Unlocking the power of Transformers with Bumblebee

Introduction

Perhaps the most popular machine learning library in existence is the HuggingFace Transformers library.

HuggingFace is a platform focused on democratizing artificial intelligence. Their transformers library implements hundreds of transformer models with which you can load pre-trained checkpoints from the most popular AI labs around the world including Facebook, Microsoft, and Google.

The transformers library also simplifies the process of using these models for both training and inference. With HuggingFace Transformers, you can implement machine translation, text completion, text summarization, zero-shot classification, and much more in just a few lines of Python code.

And now, with Elixir’s recently announced Bumblebee library, you can do all of the same things with a few lines of Elixir code.

What are Transformers?

Transformer models are a type of deep learning architecture that have achieved state-of-the-art performance in a wide range of tasks in natural language processing, computer vision, and more. The most famous models in the tech world including GPT3 and DALL-E make use of a transformer architecture.

Transformer models, in contrast to other architectures, scale exceptionally well.

More data and a larger model generally yield better performance for transformers. While scale yields better models, it also requires more resources to train.
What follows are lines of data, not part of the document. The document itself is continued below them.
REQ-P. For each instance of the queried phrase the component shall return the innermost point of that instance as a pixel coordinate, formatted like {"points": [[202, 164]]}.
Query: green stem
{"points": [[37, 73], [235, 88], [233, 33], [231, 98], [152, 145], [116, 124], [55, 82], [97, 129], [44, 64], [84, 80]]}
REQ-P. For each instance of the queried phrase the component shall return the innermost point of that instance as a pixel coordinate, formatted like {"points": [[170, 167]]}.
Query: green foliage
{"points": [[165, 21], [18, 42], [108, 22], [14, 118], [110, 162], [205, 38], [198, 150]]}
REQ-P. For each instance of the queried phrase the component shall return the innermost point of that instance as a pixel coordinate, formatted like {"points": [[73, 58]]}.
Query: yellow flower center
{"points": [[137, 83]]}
That means it’s more difficult for individual researchers and small businesses to take advantage of the power of transformers.

To bridge this gap, HuggingFace offers a hub for large labs to resource their models to the public–allowing individuals to take advantage of massive models without the need to train them on their own.

What is Bumblebee?

Bumblebee is a project out of the Elixir Nx ecosystem which aims to implement a number of pre-trained Axon models and integrate with popular model “hubs”–most notably HuggingFace Hub.

The Python ecosystem has a number of model hubs that essentially act as git repositories for pre-trained model parameters and checkpoints. The HuggingFace hub is easily the most popular with over 60,000 pre-trained models and millions (or more) of downloads across all models.

Access to pre-trained models and accessible machine learning applications is a massive advantage of the Python ecosystem. Bumblebee is an attempt to bridge the gap between the Python ecosystem and the Elixir ecosystem–without imposing any runtime constraints on the user.

The Bumblebee library is written in 100% pure Elixir. All of the models in Bumblebee are implemented in Axon and converted from supported checkpoints using pure Elixir code. At the time of this writing, Bumblebee interfaces with HuggingFace hub and can convert PyTorch checkpoints to Axon parameters for use directly with Axon models.

Much like HuggingFace Transformers, Bumblebee also aims to simplify common tasks around machine learning models such as text generation models, translation models, and more.

All of this code is written in Nx, meaning that Bumblebee can support pluggable backends and compilers out of the box. Depending on your use case, you can use the same library to target deployment scenarios at the edge all the way up to massive server deployments–just by changing the Nx backend or compiler.

At the time of this writing, Bumblebee is still in the early phases of development; however, it’s already quite powerful. In this post, I’ll highlight some of the incredible things you can do with Bumblebee right now.

Setup

Before running these examples, you’ll want to fire up a Livebook and install the following dependencies:

Mix.install([
  {:bumblebee, "~> 0.1.0"},
  {:axon, "~> 0.3"},
  {:exla, "~> 0.4"},
  {:nx, "~> 0.4"}
])

You’ll also want to configure your environment to use EXLA:

Nx.global_default_backend(EXLA.Backend)

If you have access to a GPU or another accelerator, it will speed up these examples, but it’s not necessary to run them.

Text Summarization

Text summarization is a language understanding task that requires a model to produce a condensed representation of a longform text. With the unreasonable effectiveness of transformer models, text summarization is relatively easy. With Bumblebee, you can implement text summarization in a few lines of Elixir code. First, you just need to load a model:

model_name = "facebook/bart-large-cnn"

{:ok, model} = Bumblebee.load_model({:hf, model_name})
{:ok, tokenizer} = Bumblebee.load_tokenizer({:hf, model_name})

The model name is the name of a model checkpoint from the HuggingFace hub. This example uses a pre-trained model from Facebook. Bumblebee.load_model/1 and Bumblebee.load_tokenizer/1 do the work of importing the correct model, parameters, and tokenizer from the HuggingFace Hub. Both load_model/1 and load_tokenizer/1 are designed to support other types of model hubs. So you need the {:hf, model} tuple to tell Bumblebee that the model you’re trying to pull is from HuggingFace.

Summarization is really just a generation task:

serving = Bumblebee.Text.Generation.generation(model, tokenizer, min_length: 10, max_length: 20)

This will return an %Nx.Serving{} struct which wraps the generation logic in an easy-to-use struct. Now you can run your task with:

article = """
Elixir is a dynamic, functional language for building scalable and maintainable applications.\
Elixir leverages the Erlang VM, known for running low-latency, distributed, and fault-tolerant systems. Elixir is successfully used in web development, embedded software, data ingestion, and multimedia processing, across a wide range of industries
"""

Nx.Serving.run(serving, article)

And after a while you will see the summary:

"Elixir is a dynamic, functional language for building scalable and maintainable applications."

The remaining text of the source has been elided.